In another interesting amendment, the Arizona bill would change the calculation of interest payable in workers' compensation cases. In Florida, the interest on unpaid indemnity benefits is 12%, stated in Fla. Stat. 440.20(8). It has been 12% for many years. That is close to the rate banks paid on certificates of deposit in 1984, but bank rates have generally and somewhat steadily declined since then. I do not know anyone that is earning 12% on any savings in today's America.
It the Arizona bill passes, the interest calculation there would use "the lesser of 10%, or the prime rate published by the board of governors of the Federal Reserve Bank, plus 1%." According to WorkCompCentral, that would make the rate about "4.5% per year" at the present.
There has been discussion in Florida regarding the use of such benchmarks as the Prime Rate in the statute. In the 1990s there was discussion of establishing a statutory rate for employer/carrier paid attorney fees, and tying that rate to the consumer price index (CPI) or other benchmark. The idea never took flight, and the new century brought other attorney fee amendments (2003) that are currently under Florida Supreme Court review for the second time.

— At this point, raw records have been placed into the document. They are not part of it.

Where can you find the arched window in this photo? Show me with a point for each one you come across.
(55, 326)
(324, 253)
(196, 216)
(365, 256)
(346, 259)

I wonder, if the Arizona bill becomes law, will there be constitutional challenges to this kind of benchmarking statutory reference? We have been reminded recently that the legislative and regulatory power of workers' compensation includes the ability to "adopt" or "incorporate" other tools. The Division of Workers' Compensation can adopt Guides to Permanent Impairment or a drug formulary, or a fee schedule.
However, the Pennsylvania Appellate Court last year in Protz held that such an adoption or incorporation is effective only as to the Guide, or formulary, or schedule then in existence. The Pennsylvania legislature deferred to the "latest edition of" the American Medical Association Guides to Impairment. The Court concluded that this language, currently adopting something that will be created in the future (the next edition, or the one after that, etc.) violated the Pennsylvania constitution by delegating the government function to the AMA.

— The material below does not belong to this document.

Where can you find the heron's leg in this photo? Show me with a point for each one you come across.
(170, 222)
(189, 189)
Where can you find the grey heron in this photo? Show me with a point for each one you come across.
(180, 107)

Is the delegation of an interest calculation potentially similarly unconstitutional? Unlike the Pennsylvania delegation to an entity, the AMA, this proposed Arizona delegation is to parties unknown. Who sets the "prime rate?" Well, although the Arizona bill relies on the Federal Reserve, the Fed does not set the "prime rate," it merely publishes it. The "prime rate" is set by a variety of lenders, according to the Federal Reserve Board.
Because the population of banks that the Fed deems appropriate to report can change, this delegation seems compounded. Almost like a "hearsay within hearsay" manner, the Arizona law will delegate to the rate published by the Fed (up to the Fed what to publish), and the Fed is in turn using what various banks it chooses report regarding their individual rates.

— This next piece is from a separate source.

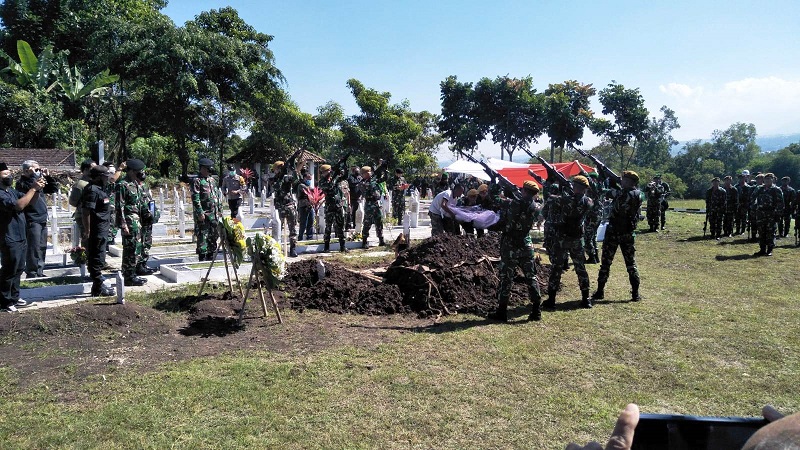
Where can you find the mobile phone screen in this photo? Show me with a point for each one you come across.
(673, 432)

An interesting legislative proposal in Arizona. It illustrates just how different various states can be in their approach to workers' compensation. Whether one agrees or disagrees with the interest delegation/adoption, the legal analysis is intriguing. Does Arizona have such a volume of pro se litigants to necessitate a vexatious designation? Is the process served with the potential of repeated reassignment of cases in instances in which the moving party cannot state any reason therefor? An interesting legislative proposal indeed.